Dr Jacobsen said "A crucial part of the allure of synthetic data is how they promise to address some of the ethical issues associated with the extraction of real-world data and challenges associated with large training datasets, such as class imbalance and lack of racial and gendered representation. If something cannot be found or collected in the real world, it can be generated via algorithms.
"However, this has significant and disruptive ethical implications, because synthetic data intervene in our understanding of long-standing issues such as bias, fairness and algorithmic injustice."
Under-researched
While there is a substantive literature about the effects of algorithms on society, the area of synthetic data remains both under-researched and under-theorised. For example, what happens when you can generate synthetic data of minority populations to make your algorithm less biased? And, what happens to data privacy when algorithms can be trained on data of people that are not real?

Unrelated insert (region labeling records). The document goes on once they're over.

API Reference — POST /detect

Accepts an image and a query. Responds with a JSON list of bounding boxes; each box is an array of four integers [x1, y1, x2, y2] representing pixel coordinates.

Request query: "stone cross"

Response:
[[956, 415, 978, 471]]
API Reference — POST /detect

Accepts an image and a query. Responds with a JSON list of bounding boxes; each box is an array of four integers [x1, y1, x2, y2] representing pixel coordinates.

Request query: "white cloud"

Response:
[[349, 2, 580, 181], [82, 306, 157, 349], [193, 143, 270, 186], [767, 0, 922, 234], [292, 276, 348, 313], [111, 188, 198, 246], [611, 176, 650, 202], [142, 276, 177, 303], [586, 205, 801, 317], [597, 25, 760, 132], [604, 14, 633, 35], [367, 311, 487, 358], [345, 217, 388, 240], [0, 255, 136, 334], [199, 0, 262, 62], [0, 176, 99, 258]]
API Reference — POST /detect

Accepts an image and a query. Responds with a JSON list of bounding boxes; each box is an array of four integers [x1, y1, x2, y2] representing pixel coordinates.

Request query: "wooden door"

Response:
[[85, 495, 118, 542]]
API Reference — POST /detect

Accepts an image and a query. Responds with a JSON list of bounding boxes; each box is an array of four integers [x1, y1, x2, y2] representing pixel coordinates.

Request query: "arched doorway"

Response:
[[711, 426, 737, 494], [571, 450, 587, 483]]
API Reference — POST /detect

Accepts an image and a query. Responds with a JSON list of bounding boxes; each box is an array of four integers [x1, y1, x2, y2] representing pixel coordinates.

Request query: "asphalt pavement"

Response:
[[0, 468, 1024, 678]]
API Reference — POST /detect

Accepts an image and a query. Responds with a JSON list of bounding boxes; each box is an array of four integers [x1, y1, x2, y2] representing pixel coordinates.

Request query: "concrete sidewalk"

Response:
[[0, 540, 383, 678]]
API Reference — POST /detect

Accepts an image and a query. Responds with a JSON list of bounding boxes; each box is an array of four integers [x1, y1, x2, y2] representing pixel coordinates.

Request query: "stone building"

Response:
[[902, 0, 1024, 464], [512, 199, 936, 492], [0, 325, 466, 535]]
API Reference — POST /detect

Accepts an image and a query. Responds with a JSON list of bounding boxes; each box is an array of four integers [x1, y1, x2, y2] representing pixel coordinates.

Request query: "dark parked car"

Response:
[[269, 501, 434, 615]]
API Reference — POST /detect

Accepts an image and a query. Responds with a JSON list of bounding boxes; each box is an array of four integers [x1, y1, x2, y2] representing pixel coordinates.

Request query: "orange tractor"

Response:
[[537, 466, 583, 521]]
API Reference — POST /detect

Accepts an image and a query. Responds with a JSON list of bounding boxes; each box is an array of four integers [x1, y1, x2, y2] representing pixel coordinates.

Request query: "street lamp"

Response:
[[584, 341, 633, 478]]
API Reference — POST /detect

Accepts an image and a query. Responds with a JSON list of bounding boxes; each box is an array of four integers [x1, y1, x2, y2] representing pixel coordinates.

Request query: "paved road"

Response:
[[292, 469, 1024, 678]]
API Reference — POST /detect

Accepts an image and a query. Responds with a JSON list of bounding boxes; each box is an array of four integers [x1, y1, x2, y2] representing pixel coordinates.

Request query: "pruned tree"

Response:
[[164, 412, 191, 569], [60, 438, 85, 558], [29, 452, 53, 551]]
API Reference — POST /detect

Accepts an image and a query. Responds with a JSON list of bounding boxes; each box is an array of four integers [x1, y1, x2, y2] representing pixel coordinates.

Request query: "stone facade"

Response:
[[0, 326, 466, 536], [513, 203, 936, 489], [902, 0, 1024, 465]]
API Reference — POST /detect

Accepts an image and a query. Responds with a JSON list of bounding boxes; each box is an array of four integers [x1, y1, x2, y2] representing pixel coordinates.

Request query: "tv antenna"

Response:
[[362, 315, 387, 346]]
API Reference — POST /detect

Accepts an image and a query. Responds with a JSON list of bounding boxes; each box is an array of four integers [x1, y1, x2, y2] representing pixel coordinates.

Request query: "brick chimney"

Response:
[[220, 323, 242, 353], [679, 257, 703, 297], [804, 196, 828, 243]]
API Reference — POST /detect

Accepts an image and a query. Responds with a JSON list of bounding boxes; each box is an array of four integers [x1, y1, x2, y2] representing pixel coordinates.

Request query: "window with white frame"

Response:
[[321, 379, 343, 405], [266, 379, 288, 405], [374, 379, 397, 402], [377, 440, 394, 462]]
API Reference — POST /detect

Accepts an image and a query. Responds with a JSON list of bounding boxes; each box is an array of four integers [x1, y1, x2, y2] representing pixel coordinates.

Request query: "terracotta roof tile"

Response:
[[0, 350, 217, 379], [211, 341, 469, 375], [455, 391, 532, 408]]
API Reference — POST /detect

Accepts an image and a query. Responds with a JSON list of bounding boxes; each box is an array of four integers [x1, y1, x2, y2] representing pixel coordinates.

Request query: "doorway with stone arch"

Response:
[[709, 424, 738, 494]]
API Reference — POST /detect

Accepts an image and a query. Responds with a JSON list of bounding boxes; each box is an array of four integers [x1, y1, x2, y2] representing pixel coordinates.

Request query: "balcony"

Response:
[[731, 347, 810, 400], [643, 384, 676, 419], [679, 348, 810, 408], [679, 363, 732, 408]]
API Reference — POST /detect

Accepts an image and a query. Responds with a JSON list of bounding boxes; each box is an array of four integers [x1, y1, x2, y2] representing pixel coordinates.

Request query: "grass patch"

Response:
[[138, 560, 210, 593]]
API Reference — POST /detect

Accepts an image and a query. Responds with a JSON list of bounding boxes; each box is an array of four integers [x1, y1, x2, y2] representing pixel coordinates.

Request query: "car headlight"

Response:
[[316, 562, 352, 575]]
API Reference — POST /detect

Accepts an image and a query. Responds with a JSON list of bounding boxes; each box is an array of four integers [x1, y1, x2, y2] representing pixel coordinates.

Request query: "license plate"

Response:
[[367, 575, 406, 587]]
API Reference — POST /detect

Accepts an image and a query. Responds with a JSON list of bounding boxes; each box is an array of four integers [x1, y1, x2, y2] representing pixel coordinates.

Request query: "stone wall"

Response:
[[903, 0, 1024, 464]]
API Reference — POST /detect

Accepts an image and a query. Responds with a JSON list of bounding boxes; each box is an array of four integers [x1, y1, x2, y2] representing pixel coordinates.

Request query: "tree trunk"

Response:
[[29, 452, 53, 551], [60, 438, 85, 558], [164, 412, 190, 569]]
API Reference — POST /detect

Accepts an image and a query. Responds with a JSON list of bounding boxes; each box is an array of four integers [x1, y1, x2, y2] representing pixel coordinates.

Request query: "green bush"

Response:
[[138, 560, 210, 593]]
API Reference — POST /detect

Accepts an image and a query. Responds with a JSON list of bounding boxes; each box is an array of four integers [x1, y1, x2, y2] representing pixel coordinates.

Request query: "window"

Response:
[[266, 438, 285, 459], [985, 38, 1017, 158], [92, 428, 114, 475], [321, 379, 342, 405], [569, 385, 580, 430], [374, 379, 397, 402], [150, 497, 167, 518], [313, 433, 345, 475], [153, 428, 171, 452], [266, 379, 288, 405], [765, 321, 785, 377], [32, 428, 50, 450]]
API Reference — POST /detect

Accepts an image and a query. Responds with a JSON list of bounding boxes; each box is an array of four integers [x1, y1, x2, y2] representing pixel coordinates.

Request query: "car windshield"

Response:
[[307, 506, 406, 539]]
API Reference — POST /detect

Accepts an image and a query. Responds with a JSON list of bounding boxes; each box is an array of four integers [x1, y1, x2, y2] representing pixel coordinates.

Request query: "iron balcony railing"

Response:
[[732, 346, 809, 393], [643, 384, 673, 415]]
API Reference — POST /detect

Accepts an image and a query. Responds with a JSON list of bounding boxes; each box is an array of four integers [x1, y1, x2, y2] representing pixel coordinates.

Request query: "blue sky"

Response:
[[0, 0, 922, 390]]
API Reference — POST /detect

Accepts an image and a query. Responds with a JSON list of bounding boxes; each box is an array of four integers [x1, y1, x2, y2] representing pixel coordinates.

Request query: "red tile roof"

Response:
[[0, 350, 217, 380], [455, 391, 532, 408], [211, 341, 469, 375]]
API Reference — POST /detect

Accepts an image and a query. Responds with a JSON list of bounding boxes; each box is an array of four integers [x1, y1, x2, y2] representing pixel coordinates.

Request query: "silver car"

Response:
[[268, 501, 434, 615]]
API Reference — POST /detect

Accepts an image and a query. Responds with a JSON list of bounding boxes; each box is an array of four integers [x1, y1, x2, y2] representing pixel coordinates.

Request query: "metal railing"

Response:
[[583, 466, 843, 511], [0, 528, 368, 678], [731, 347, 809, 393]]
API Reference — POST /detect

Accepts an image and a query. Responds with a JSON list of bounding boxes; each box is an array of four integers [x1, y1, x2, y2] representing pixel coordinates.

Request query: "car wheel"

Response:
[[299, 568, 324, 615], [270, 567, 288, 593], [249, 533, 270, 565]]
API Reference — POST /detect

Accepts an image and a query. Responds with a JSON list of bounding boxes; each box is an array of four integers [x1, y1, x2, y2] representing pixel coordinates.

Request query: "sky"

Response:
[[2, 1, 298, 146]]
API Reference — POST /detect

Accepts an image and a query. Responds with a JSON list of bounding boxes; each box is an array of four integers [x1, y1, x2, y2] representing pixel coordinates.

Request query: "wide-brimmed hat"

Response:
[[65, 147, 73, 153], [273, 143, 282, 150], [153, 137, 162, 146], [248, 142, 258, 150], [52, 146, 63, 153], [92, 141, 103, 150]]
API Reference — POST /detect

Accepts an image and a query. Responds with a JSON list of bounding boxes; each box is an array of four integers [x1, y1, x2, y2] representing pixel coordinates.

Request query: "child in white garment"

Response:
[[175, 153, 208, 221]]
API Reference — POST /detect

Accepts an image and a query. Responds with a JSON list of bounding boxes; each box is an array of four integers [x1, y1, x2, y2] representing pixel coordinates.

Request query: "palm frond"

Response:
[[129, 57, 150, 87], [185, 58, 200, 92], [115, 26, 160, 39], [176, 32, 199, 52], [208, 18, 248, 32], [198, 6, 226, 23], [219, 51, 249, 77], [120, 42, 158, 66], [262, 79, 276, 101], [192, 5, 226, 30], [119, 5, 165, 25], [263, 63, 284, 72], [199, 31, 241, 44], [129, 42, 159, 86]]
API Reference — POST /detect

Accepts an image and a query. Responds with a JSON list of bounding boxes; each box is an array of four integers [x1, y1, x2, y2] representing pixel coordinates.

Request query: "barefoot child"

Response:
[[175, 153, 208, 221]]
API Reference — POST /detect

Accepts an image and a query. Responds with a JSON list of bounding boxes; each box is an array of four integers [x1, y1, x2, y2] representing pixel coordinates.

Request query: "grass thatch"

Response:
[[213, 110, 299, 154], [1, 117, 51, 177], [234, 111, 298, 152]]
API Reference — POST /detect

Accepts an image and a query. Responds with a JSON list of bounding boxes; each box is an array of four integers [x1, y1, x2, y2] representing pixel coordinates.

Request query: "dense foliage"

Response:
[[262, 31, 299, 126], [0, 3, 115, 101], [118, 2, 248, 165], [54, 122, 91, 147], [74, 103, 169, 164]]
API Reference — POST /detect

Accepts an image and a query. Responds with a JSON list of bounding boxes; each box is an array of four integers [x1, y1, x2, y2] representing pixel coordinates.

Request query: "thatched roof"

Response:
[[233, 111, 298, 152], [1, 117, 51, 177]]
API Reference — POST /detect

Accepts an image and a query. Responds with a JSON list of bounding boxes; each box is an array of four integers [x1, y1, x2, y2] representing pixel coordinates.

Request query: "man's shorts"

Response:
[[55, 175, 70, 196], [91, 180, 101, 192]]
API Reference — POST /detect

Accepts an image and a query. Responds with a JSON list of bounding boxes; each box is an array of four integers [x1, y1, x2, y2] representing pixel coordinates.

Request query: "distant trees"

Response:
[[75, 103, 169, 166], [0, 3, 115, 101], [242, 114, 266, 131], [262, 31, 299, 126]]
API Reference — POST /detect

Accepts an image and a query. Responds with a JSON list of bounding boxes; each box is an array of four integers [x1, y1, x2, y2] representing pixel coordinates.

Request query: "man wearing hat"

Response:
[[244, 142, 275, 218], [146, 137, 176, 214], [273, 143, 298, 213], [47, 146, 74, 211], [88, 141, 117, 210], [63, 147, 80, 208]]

By examining how they are produced, what kinds of people or groups they depict and how they challenge or reinforce existing power structures, the SYNDATA project will investigate how synthetic data, algorithms and AI models shape society.
With recent developments in generative AI models it has never been easier to generate realistic synthetic data at scale. Synthetic data are likely to become an issue not only for regulators but also for how we think about the ethics of data and algorithms on a global scale.
Pressing questions
To answer these pressing questions, the project will conduct both archival research, fieldwork and case studies in the form of both historical predecessors of synthetic data as well as defining studies of the different areas where it is currently being generated.
Dr Jacobsen said "By developing new ways of thinking about the ethics of data in an age where the line between the 'real' and the 'synthetic' is increasingly blurred, the SYNDATA-project will shed light on both the contemporary and future use of AI data."
Further information:
The Ethics of Synthetic Data in the Age of Machine Learning and AI is funded by the European Research Council and will start in January 2026.